L'Armée syrienne libre affirme détenir cinq militaires iraniens à Homs


BEYROUTH - L'Armée syrienne libre (ASL) a annoncé vendredi avoir arrêté à Homs (centre) cinq militaires iraniens, appelant Téhéran, l'allié du régime de Bachar al-Assad, à retirer immédiatement ses officiers du territoire syrien.

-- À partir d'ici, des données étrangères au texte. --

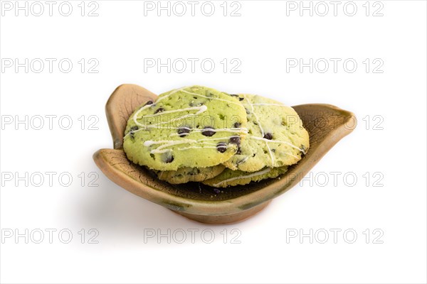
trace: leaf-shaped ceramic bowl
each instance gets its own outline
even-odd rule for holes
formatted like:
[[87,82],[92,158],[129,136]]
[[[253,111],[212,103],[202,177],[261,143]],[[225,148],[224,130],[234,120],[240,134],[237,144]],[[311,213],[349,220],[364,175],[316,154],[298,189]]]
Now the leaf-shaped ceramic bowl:
[[293,106],[310,133],[310,149],[285,175],[243,186],[221,189],[199,182],[170,185],[159,180],[145,168],[130,161],[123,152],[123,133],[128,118],[140,104],[155,101],[157,95],[135,84],[119,86],[111,94],[105,111],[113,149],[100,149],[93,159],[114,182],[141,197],[203,223],[225,224],[244,220],[267,206],[299,181],[319,160],[356,125],[349,111],[330,104]]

Ces Iraniens opèrent sous les ordres des renseignements de l'armée de l'air à Homs et leurs passeports ne contiennent aucun visa, séjour ou autorisation de travail, selon un communiqué de l'ASL obtenu par l'AFP.

L'ASL, constituée de déserteurs et qui revendique 40.000 combattants, a également diffusé une vidéo avec le communiqué où apparaissent des hommes portant des passeports iraniens présumés.

Le communiqué ne précise pas la date de l'arrestation.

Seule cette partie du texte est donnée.